Bilginin doğru olması önemlidir. Eğer konu insanın varlık amacı ve varlığını sürdürme şartları ile ilgiliyse bu alanda olması gereken bilginin, doğru ve yanlışı gösteren bilginin doğru olması çok daha büyük önem ifade eder. Çünkü yanlış bilgiye dayanan bir hayat tarzı bireyin veya toplumun tüm hayatını mahveder; varoluş amacını tersine çevirir. Bu ise kelimenin gerçek anlamıyla bir felakettir. Çünkü hayat bir kez yaşanıyor ve heba edilemeyecek kadar değerlidir. Dolayısıyla hayatı doğru bilgiye, yaratılış amacını doğru ifade eden bilgiye dayanarak yaşamak gerekmektedir. Zaten vahyin, ilahi bilgini önemi de burada anlam kazanıyor. Çünkü beşeri imkan ve potansiyeliyle varolmanın amacını bilemeyen insanlığın çaresizliği Allah’ın yardımıyla sona ermiştir. Allah, insanın yaratılış amacını ve hayatı gerçek anlamda adalet, güzellik, doğruluk, iyilik temelinde inşa etmenin ölçülerini içeren bilgiyi vahiy yoluyla insanlığa bildirmiştir. Bu açıdan vahiy değerine kıymet biçilemeyecek kadar değerli ve önemlidir.

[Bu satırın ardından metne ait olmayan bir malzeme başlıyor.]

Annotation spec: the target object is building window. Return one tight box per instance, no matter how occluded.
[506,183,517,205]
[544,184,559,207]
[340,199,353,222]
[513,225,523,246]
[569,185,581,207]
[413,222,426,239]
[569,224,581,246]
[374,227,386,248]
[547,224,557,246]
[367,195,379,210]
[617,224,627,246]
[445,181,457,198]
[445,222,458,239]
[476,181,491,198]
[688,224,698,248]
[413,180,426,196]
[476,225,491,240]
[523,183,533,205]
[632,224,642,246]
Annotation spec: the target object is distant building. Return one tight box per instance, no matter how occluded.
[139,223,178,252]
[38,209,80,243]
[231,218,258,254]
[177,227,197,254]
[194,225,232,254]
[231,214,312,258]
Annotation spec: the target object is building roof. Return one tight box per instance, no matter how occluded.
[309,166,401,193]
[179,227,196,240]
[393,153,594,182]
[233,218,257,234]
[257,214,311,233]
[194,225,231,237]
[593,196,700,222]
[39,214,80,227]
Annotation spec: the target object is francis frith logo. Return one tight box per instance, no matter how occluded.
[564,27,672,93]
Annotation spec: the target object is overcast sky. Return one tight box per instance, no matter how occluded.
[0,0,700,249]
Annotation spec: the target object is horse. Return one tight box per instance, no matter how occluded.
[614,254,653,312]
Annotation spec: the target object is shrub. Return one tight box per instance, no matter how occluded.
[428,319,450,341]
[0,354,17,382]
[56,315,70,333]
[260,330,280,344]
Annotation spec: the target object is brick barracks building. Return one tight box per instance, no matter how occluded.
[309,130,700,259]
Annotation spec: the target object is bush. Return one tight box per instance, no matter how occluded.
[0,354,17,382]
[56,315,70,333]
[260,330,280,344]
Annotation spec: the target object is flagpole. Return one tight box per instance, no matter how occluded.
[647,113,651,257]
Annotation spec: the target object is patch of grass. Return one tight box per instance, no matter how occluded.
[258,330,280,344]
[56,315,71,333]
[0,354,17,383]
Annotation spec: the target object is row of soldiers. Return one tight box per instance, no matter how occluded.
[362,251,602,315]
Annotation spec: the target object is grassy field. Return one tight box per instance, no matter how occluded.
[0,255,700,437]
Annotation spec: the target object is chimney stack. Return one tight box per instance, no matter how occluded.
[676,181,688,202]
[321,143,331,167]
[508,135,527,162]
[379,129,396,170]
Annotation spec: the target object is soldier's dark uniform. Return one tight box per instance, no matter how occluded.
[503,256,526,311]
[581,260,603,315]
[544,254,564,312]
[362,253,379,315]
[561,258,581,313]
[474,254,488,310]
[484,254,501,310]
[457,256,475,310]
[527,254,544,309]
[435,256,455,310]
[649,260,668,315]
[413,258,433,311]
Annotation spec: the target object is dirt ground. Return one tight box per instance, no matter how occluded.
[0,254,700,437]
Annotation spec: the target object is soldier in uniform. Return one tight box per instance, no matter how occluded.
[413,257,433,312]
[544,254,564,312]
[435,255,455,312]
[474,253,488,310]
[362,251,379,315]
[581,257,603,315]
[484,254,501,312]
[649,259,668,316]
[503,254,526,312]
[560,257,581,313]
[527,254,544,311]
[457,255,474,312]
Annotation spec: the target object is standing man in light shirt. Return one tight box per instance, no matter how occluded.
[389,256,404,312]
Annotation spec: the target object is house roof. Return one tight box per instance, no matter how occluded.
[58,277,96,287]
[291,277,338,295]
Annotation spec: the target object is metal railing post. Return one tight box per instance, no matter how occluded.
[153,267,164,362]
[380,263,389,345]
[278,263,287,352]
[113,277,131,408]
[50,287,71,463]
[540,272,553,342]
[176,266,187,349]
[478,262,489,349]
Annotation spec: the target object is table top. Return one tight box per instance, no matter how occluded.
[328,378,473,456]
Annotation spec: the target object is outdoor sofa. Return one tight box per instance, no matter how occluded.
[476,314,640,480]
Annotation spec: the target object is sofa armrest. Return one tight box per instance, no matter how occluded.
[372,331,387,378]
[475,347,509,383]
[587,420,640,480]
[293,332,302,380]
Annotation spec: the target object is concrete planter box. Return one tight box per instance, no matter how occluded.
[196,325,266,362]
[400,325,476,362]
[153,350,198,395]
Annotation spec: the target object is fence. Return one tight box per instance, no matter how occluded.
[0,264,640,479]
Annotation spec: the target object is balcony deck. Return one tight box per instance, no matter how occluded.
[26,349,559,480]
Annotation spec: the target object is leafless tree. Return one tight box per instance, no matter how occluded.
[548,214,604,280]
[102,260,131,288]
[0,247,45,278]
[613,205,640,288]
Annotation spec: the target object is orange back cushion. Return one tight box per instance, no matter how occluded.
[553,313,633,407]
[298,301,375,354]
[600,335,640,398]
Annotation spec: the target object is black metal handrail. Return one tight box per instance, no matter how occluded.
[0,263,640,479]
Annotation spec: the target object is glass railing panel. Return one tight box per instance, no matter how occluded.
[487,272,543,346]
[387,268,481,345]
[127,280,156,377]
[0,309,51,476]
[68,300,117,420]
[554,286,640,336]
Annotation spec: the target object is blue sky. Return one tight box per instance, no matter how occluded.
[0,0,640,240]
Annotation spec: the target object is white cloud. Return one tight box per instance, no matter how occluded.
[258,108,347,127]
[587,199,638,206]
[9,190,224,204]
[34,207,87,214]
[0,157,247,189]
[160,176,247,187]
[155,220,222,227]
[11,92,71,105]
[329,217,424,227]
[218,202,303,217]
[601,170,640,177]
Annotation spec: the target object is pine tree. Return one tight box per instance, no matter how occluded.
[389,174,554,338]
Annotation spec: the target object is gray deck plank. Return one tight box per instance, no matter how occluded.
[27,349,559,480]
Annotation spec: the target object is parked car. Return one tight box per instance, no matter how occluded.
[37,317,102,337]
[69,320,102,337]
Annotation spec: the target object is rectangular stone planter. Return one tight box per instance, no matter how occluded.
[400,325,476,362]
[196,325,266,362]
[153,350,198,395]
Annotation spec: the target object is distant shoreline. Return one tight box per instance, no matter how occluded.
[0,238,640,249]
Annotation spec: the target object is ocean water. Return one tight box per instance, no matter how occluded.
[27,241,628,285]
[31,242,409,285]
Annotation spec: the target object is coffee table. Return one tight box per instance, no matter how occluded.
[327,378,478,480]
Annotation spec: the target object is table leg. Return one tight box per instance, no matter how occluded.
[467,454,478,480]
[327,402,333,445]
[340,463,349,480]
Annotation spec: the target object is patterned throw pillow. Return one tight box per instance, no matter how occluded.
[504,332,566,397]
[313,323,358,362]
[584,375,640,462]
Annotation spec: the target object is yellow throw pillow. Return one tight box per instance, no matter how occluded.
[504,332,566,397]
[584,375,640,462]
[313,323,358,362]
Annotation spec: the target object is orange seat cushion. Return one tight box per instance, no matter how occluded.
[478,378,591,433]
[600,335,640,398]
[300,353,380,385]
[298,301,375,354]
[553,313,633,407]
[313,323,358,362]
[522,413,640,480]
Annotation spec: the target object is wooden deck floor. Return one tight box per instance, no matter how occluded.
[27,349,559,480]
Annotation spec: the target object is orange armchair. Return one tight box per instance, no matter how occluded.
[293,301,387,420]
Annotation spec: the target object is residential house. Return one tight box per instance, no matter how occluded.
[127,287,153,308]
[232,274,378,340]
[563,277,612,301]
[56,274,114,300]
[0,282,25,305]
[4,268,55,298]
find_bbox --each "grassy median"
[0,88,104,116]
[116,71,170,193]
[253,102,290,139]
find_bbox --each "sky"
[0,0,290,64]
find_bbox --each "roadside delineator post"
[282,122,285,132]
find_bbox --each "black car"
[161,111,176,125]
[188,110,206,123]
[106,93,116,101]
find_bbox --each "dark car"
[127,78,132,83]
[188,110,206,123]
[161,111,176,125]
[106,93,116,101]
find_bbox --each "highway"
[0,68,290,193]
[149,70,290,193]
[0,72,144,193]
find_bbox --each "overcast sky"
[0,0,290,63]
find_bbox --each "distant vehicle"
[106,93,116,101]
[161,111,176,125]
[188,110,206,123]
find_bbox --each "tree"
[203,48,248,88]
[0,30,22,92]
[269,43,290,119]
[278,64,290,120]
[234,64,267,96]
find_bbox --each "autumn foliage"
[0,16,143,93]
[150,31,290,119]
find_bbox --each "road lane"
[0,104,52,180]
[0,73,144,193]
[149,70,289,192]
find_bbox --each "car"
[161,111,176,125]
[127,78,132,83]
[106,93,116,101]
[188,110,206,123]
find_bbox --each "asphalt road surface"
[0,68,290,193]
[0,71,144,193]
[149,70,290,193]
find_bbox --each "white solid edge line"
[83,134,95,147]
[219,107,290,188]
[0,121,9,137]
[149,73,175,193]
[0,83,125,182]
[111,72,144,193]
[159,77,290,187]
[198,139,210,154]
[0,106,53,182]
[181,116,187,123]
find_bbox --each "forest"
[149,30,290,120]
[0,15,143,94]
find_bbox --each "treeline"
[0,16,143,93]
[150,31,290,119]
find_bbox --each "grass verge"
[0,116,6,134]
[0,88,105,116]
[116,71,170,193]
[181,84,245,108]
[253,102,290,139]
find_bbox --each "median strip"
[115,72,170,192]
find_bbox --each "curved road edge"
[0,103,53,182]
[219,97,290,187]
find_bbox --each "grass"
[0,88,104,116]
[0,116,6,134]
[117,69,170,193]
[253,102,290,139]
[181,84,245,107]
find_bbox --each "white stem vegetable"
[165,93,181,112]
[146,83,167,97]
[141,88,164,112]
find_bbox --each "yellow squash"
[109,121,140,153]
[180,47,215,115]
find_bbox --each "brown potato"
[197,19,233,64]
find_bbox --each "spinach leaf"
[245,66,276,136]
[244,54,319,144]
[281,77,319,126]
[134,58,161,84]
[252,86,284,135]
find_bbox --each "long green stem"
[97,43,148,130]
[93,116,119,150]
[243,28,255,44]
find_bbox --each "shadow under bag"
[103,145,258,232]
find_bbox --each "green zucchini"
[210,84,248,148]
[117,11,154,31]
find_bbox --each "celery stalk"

Fakat bilginin doğru olması, doğru uygulanmasının teminatı olmuyor. Doğru bilgi insanlığın elinde ve zihninde kolaylıkla amacının dışında işler için bir araca dönüştürülebilir. Üstelik tüm bunlar hiçbir artniyet olmadan da gerçekleşir. Çünkü insanların akılları, düşünce yetenekleri, anlayış güçleri birbirinden çok farklı ve herkes bilgiden anladığını ve bu anlayışa dayanan uygulamasını doğru, diğerlerininkini ise yanlış kabul edebilir. Bu açıdan doğru bilginin doğru anlaşılmasını sağlayacak bir şeye daha ihtiyaç vardır. Vahyin bilgisi açısından düşünüldüğünde bu peygamberdir. Yani peygamberler elçiliğini yaptıkları ilahi bilginin doğru anlaşılmasının ve uygulanmasının teminatı ve modeli olmuşlardır. Biz buna İslam terminolojisinde Sünnet diyoruz. Sünnet, Kur’an’ın dışında, ondan ayrı bir kaynak değil; Kur’an’ın doğru anlaşılmış ve uygulanmış biçiminin ismi olarak anlam kazanmaktadır. Dolayısıyla Sünnet’in önemi son derece yüksektir. Hatta tırnak içinde, “Kur’an’dan bile önemlidir” desem sanırım meramım doğru anlaşılır. Zira Sünnet’in devre dışı bırakılması Kur’an’ı işlevsiz kılacak anlayışlara imkan hazırlar. Ancak tüm bunları derken Sünnet eşittir Hadis demek istemiyorum. Sünnet bir Müslümanın hiçbir şekilde itiraz edemeyeceği ölçüyü temsil eder ancak Sünnet’i aktaran hadistir. Hadis ise yanlışların da Sünnet adı altında aktarılabildiği bir araç olmuştur. Bu itibarla Sünnet’in önemi için söylenenler Hadis için de aynen geçerlidir biçiminde anlaşılamamalı, en azından ve en temelde Kur’an’ın referanslığında ve rehberliğinde Hadis’teki doğru Sünnet’i bulma çabası ihmal edilmemelidir.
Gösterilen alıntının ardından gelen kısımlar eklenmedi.